One plus-size girl opens up on her struggle with self-esteem
Throughout my entire life, I’ve had a tough time liking what I saw in the mirror. Now that I’m in my early 20s, I think I’ve finally cracked the code to believing in myself and being ok with my body. Everything isn’t perfect and I’m still learning but I want to share how I got that negative voice that was in the back of my mind to hush for good (most days!).
I started to gain weight when I was really young. In elementary/middle school I was teased a lot even by my closest friends and family members. I started to feel down on myself and I didn’t know what to do...I pretty much gave up. I thought if I exercised more that I would finally be happy with myself, but when I didn’t do that, I would punish myself internally and this inner mean girl voice was created.
She told me that I was disgusting, that I wouldn’t make anyone happy with whatever I did and that I was unworthy of being loved. It got so bad that in the summer before senior year, I stopped eating. I thought that was the only way to lose weight besides exercising but luckily enough, my mom and grandmother paid attention to my actions and set me straight.
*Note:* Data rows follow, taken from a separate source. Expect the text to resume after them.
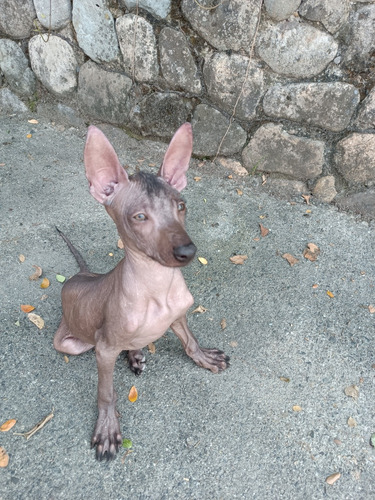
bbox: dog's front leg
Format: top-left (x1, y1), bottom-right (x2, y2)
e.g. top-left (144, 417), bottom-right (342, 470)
top-left (91, 343), bottom-right (122, 460)
top-left (170, 317), bottom-right (229, 373)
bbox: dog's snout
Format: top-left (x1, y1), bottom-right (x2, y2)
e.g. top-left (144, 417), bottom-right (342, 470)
top-left (173, 242), bottom-right (197, 263)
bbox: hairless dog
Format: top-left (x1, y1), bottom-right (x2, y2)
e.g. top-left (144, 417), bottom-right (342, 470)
top-left (54, 123), bottom-right (229, 460)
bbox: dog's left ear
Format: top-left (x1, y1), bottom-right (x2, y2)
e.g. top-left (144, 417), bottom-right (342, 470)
top-left (158, 123), bottom-right (193, 192)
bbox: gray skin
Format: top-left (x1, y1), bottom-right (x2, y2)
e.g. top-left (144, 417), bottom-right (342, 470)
top-left (53, 124), bottom-right (230, 461)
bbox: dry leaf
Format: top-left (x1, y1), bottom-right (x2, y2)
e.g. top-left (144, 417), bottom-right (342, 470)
top-left (148, 342), bottom-right (156, 354)
top-left (236, 189), bottom-right (243, 196)
top-left (312, 284), bottom-right (319, 289)
top-left (117, 238), bottom-right (124, 249)
top-left (26, 134), bottom-right (32, 139)
top-left (230, 341), bottom-right (238, 347)
top-left (64, 355), bottom-right (69, 363)
top-left (259, 223), bottom-right (269, 237)
top-left (333, 438), bottom-right (342, 446)
top-left (0, 447), bottom-right (9, 468)
top-left (229, 254), bottom-right (248, 265)
top-left (220, 318), bottom-right (227, 330)
top-left (303, 243), bottom-right (320, 262)
top-left (29, 265), bottom-right (42, 280)
top-left (194, 176), bottom-right (202, 182)
top-left (347, 417), bottom-right (357, 427)
top-left (227, 174), bottom-right (233, 179)
top-left (148, 163), bottom-right (156, 167)
top-left (20, 304), bottom-right (35, 313)
top-left (292, 405), bottom-right (302, 412)
top-left (0, 419), bottom-right (17, 432)
top-left (19, 254), bottom-right (26, 263)
top-left (282, 253), bottom-right (299, 266)
top-left (280, 377), bottom-right (290, 383)
top-left (326, 472), bottom-right (341, 485)
top-left (302, 194), bottom-right (311, 205)
top-left (28, 313), bottom-right (45, 329)
top-left (40, 277), bottom-right (50, 289)
top-left (128, 386), bottom-right (138, 403)
top-left (344, 385), bottom-right (359, 400)
top-left (28, 119), bottom-right (38, 124)
top-left (368, 305), bottom-right (375, 314)
top-left (198, 257), bottom-right (208, 265)
top-left (326, 290), bottom-right (334, 298)
top-left (192, 305), bottom-right (207, 314)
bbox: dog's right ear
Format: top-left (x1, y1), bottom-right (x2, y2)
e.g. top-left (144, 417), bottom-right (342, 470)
top-left (84, 126), bottom-right (129, 205)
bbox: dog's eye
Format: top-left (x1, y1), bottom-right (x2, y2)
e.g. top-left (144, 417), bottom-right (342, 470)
top-left (133, 213), bottom-right (147, 221)
top-left (177, 202), bottom-right (186, 211)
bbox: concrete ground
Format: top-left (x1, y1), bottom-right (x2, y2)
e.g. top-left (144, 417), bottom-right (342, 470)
top-left (0, 115), bottom-right (374, 499)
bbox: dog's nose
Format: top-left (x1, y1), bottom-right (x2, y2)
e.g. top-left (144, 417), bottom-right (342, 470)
top-left (173, 242), bottom-right (197, 263)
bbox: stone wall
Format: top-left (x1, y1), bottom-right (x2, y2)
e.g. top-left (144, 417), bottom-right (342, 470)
top-left (0, 0), bottom-right (375, 216)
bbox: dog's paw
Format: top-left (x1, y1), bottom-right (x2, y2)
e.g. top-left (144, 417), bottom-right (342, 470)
top-left (91, 410), bottom-right (122, 461)
top-left (127, 349), bottom-right (146, 376)
top-left (192, 348), bottom-right (230, 373)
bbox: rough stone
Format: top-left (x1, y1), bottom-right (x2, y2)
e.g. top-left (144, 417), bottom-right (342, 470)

However, even when I started eating again, I was still unhappy and got extremely sick. I was in a relationship at the time and my issues with myself were putting a strain on everything.
After graduating from high school, I was excited to start a new chapter in my life. But by the end of my first semester, my relationship was over and the negative voice came back even stronger. I felt like I was in a black hole that I couldn’t get out of. Until the morning I woke up and realized I should be focusing on my ultimate happiness and not anyone else’s.
I started working out and eating healthier (not to lose weight, but to build my confidence), and it felt amazing. I used to dread going to the gym but it was starting to become a new love of mine. I started to feel more confident with myself overall and have been for awhile, even when life isn't perfect or when I slip up. I noticed that the way I was talking to myself wasn’t healthy for me mentally and emotionally and I started to change my perspective to a more positive one. That negative voice would tell me things that seem to be impossible to fix but when I started to tell myself that things can change if I worked hard enough to make my goals into reality, that negative voice started to fade again.
The moral of the story: We tend to be our own worst critics. We have to change our own narrative and how we speak to ourselves internally. Of course, I still have down days but there are more days where I feel happier overall with myself and the things that I accomplish. My mean girl voice is barely a whisper now.
Sometimes, it just takes having patience with yourself to get things right. It’s not going to happen overnight so just remember to give yourself time to learn and grow from your experiences and mistakes. Those things will help build you into the person that you want to be.